野生の生き物の自然生息地を保護することは、また別の構成要素です。一例をあげると、リアウ州カンパール半島での、リアウ環境回復(RER)の「150,000ヘクタール泥炭湿地回復プロジェクト」です。これは、ローカルのコミュニティ、政府、林学者、そして非政府組織(NGO)を含めた、持続可能な景観管理を統合し、泥炭湿地林の回復と、800種を超える野生生物の自然生息地保護を目的としています。
RERは、世界最大規模のプロジェクトのひとつで、年間600万トンの炭素排出抑制と、50年間で3億トンの炭素排出抑制を目指しています。プロジェクトには、森林と自然資本に価値を付与する資金調達メカニズムとして、自主的炭素市場を利用するという可能性も含まれています。ただし、すべてのカーボン・クレジットが等しいわけではないことは心に留めておかねばならないし、それらは生物多様性や地域コミュニティと連携が必要です。

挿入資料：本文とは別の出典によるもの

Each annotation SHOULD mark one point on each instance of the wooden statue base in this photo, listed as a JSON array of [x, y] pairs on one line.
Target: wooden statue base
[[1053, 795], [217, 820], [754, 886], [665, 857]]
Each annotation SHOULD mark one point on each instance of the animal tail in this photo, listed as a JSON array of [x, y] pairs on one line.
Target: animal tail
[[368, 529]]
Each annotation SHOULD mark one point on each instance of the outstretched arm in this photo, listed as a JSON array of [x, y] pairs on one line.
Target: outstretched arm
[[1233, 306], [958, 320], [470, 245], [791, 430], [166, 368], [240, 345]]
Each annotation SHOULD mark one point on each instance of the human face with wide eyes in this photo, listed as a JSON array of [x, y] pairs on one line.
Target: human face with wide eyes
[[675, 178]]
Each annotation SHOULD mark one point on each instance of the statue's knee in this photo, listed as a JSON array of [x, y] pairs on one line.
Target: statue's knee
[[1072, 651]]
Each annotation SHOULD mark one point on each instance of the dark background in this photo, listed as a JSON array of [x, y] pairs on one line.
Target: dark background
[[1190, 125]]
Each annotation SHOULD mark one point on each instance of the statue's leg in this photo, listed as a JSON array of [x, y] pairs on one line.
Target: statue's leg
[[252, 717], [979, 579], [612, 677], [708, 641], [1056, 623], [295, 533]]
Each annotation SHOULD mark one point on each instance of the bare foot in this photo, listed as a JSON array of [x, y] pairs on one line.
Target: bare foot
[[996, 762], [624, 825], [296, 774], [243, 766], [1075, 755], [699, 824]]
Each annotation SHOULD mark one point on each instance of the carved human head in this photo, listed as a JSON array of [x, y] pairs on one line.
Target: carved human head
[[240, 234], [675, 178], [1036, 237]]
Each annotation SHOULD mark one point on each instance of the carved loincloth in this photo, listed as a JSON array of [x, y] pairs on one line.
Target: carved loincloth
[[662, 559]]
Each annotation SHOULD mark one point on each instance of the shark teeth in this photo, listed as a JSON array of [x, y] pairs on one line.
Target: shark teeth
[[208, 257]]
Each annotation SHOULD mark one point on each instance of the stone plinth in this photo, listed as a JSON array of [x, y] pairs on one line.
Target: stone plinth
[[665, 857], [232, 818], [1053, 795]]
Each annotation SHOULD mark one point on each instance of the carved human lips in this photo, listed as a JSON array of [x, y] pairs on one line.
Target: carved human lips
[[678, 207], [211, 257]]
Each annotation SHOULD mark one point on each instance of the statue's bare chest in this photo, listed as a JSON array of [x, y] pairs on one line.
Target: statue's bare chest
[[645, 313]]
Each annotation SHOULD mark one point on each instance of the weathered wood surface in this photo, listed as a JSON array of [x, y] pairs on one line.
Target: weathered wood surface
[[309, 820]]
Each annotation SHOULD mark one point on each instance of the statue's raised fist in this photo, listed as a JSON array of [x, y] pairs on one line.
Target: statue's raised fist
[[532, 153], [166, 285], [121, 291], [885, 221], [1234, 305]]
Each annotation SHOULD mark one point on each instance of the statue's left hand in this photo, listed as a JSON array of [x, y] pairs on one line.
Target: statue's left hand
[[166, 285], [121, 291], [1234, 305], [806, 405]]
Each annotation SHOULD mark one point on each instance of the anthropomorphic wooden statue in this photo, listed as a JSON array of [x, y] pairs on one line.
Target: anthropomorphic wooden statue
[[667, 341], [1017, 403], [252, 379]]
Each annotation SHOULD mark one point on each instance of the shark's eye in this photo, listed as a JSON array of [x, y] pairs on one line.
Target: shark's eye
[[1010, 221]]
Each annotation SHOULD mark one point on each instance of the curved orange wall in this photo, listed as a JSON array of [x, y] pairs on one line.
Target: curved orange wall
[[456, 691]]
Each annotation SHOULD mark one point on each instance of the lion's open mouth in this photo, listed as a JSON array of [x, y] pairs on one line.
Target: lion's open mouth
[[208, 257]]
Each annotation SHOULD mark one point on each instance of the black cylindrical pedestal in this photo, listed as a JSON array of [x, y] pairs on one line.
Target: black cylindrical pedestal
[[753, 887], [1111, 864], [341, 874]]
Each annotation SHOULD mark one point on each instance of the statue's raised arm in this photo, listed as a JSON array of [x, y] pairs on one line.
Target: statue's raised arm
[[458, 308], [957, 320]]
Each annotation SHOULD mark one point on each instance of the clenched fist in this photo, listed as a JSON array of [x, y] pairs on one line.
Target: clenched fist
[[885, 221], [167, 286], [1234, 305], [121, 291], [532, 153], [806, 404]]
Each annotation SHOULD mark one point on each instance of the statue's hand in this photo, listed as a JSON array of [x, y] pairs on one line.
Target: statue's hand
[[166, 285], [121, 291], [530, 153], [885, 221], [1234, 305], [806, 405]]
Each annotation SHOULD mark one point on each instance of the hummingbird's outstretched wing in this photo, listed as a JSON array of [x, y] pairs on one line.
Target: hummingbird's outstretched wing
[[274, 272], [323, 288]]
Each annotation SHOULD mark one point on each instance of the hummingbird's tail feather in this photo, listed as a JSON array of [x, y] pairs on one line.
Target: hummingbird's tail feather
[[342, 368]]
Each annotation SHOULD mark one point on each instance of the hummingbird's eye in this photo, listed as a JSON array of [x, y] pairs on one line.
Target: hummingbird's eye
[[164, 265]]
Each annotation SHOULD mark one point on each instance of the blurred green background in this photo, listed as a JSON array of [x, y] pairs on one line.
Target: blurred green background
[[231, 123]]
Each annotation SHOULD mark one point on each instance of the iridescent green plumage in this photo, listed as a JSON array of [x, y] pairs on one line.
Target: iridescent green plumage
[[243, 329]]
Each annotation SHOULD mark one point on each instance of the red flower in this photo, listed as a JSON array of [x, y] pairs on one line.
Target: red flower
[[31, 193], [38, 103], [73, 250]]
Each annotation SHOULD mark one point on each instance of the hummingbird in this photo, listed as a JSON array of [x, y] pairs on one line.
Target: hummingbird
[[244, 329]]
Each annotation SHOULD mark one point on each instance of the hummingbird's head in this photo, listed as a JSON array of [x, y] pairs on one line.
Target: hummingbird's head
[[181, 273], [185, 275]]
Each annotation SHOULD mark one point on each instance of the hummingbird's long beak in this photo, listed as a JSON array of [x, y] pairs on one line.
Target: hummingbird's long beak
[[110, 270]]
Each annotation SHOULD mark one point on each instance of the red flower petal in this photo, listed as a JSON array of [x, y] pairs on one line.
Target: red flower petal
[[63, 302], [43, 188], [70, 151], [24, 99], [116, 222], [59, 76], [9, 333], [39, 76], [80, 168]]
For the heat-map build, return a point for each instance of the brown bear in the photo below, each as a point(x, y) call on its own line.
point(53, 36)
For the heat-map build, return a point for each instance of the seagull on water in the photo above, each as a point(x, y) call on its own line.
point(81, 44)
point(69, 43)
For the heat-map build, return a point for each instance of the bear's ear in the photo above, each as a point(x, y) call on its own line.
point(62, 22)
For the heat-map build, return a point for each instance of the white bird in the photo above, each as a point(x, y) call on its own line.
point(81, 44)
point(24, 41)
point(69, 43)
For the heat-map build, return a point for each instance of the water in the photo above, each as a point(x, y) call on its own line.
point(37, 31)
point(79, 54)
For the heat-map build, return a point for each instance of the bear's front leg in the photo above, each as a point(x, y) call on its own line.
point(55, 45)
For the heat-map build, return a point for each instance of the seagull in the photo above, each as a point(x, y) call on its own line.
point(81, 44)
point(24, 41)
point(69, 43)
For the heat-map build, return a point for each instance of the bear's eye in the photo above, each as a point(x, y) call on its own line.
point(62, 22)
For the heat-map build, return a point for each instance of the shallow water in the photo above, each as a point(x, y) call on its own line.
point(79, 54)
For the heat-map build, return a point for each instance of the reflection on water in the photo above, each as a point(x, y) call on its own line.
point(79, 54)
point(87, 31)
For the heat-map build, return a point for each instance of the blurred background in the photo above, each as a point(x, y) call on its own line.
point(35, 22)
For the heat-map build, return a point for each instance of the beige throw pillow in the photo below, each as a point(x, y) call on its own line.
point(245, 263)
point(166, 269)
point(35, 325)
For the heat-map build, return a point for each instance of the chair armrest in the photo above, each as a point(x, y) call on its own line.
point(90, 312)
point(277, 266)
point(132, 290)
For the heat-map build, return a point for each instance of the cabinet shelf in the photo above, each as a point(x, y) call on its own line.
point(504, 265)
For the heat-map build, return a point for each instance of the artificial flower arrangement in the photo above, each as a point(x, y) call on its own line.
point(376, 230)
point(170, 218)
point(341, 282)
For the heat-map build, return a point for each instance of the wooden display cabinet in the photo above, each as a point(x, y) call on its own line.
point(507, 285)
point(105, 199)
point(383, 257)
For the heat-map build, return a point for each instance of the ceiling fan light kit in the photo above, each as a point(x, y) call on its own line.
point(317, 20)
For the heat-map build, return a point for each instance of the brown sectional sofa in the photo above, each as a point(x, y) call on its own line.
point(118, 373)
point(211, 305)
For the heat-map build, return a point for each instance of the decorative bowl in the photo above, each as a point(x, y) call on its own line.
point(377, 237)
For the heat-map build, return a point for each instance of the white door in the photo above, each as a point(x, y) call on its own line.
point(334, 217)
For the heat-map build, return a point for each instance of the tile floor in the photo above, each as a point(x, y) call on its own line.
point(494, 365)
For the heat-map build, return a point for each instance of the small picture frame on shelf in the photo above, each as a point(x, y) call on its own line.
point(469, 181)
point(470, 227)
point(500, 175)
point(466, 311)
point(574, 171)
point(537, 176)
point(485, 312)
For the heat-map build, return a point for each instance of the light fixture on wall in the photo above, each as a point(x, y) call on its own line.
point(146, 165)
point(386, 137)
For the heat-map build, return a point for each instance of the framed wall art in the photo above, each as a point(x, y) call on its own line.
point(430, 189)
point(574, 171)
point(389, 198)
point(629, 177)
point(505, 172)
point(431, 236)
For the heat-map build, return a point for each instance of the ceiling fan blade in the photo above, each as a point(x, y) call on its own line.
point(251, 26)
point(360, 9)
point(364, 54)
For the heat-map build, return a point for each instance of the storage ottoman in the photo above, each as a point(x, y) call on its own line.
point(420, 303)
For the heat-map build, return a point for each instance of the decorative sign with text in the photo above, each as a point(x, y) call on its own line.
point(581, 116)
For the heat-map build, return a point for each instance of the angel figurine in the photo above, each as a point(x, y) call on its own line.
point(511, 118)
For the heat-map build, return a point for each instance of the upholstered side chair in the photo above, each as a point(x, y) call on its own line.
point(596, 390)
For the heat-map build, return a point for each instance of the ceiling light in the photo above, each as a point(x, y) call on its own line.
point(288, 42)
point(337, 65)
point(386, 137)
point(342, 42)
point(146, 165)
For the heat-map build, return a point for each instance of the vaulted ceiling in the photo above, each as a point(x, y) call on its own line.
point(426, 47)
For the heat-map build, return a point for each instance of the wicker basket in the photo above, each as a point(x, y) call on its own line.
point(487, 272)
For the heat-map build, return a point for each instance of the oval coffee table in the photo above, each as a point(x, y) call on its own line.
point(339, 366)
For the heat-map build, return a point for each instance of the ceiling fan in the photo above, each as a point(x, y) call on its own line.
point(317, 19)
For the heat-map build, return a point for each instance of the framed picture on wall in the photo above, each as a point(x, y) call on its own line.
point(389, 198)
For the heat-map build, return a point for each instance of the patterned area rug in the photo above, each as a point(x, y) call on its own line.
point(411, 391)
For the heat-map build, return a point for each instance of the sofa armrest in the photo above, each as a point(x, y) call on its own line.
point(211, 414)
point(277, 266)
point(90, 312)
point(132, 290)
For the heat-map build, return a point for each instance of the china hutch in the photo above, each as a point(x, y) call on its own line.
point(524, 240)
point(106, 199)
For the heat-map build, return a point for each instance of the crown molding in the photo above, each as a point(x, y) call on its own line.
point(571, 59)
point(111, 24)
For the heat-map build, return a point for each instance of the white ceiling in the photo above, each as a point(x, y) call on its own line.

最後に協調したいことは、強力なパートナーシップなくして、サステナビリティや満足する成果をあげることはできないということです。企業は、農園のオーナーや小農地所有者、政府当局、NGO、市民グループ、取引先、消費者を含む、多様なステークホルダーのグループの責任者と緊密に連携していかなければいけません。
顕著な変化を起こす行動は、手間がかかり費用が嵩むものです。しかし、ともに取り組むことで、民間企業が何ができるのかを考え、上辺の言葉だけではなく行動すること、プラネットポジティブな考え方などに主眼を置くようになることを期待しています。環境に良く、国々や操業エリアのコミュニティにとっても良い未来を皆で創ることができれば、それは、企業にとっても良い未来となり、その一員であることに誇りを持てるでしょう。